The Mass Debate
This was an open Q&A session chaired by Jono and with 4 open source luminaries, actually 3 open source luminaries and one guy from Microsoft. The panel members were Chris DiBona ofGoogle, Nat Friedman of Novell, Becky Hogge from the Open Rights Group and Mr X from Microsoft. Unfortunately I did not catch the guy from Microsoft’s name but he described himself as an evangelist, which was kind of ironic given that Alan Cox’s talk earlier was saying how Open Source people used to shun the word marketing and talk about being an evangelist but now big corporations were catching on so it was becoming a dirty word.

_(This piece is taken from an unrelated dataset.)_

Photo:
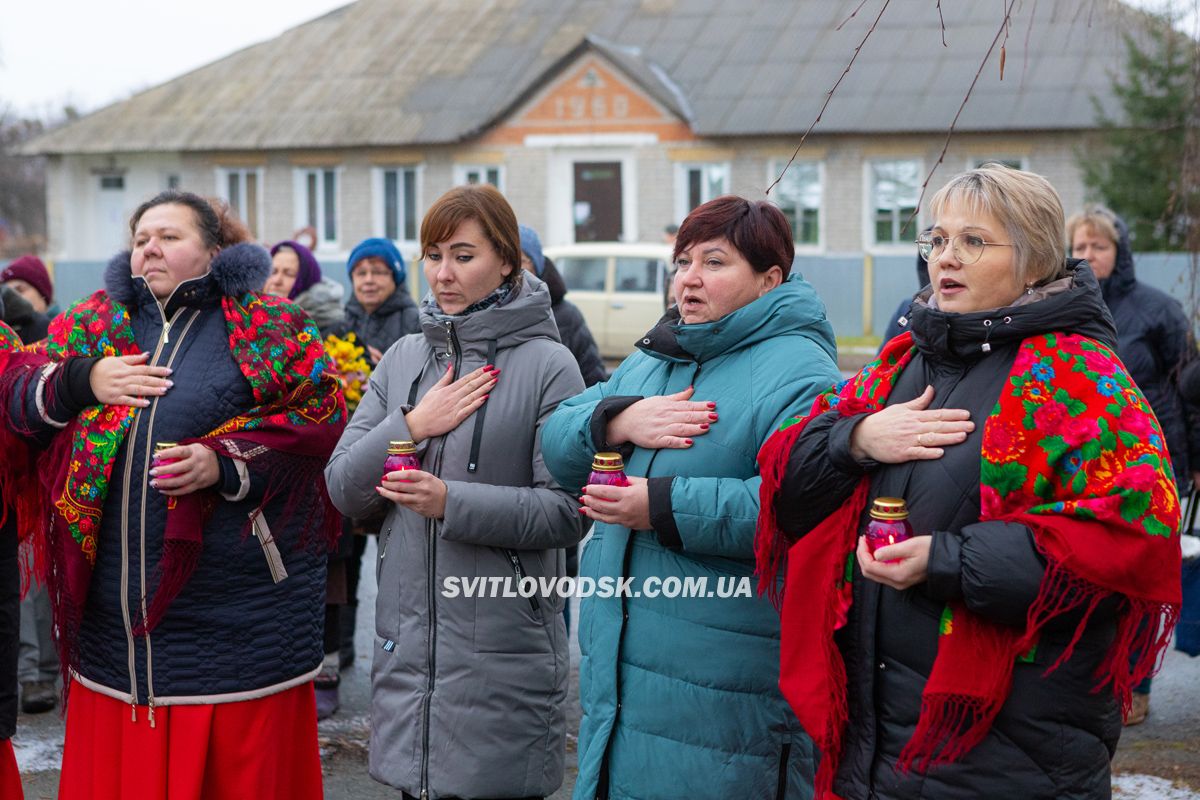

As you might expect the guy from Microsoft got quite a “shoeing” particularly in relation to the Open XML standard and he played it quite well. When the question or sometimes the speech masquerading as a question was on the whole pretty rhetorical he would just smile and not comment.
Other topics included the panel’s views on the the BBC’s decision not to provide the iPlayer for any other platform than windows initially. On the whole they saw it as a poor decision but all said the way to get something done was to engage in dialog with the organisation rather than trying to do some sort of boycott. An interesting comment from Nat Friedman was that these large corporations are not monoliths and there may well be people in the organisation that have closer sympathies to your position. You should find these people out and enter a dialog with them.
Nat Friedman also made an interesting comment about the future of the Linux desktop and how as more applications go to the web the underlying platform in a sense becomes less important and this could be the point where Linux starts to gain real ground in the market, which has a certain irony about it. However he also suggested that this could mean the Linux desktop will go in some new direction providing a user experience that the web can’t provide.
On the whole it was a reasoned and fun debate.
The final session of the day was from Chris who is Google’s code manager, responsible for licence compliance, releasing google code and the Summer of Code.
After some entertaining slides about the hardware Google used over the years he went on to explain that the main reason Google use FLOSS is because they want always to be master of their own destiny and not beholden to any other software provider.
He finished by explaining how the Summer of Code works from both the students’ side and the projects’ side.
Chris is a really entertaining speaker and clearly very knowledgeable across a range of FLOSS issues.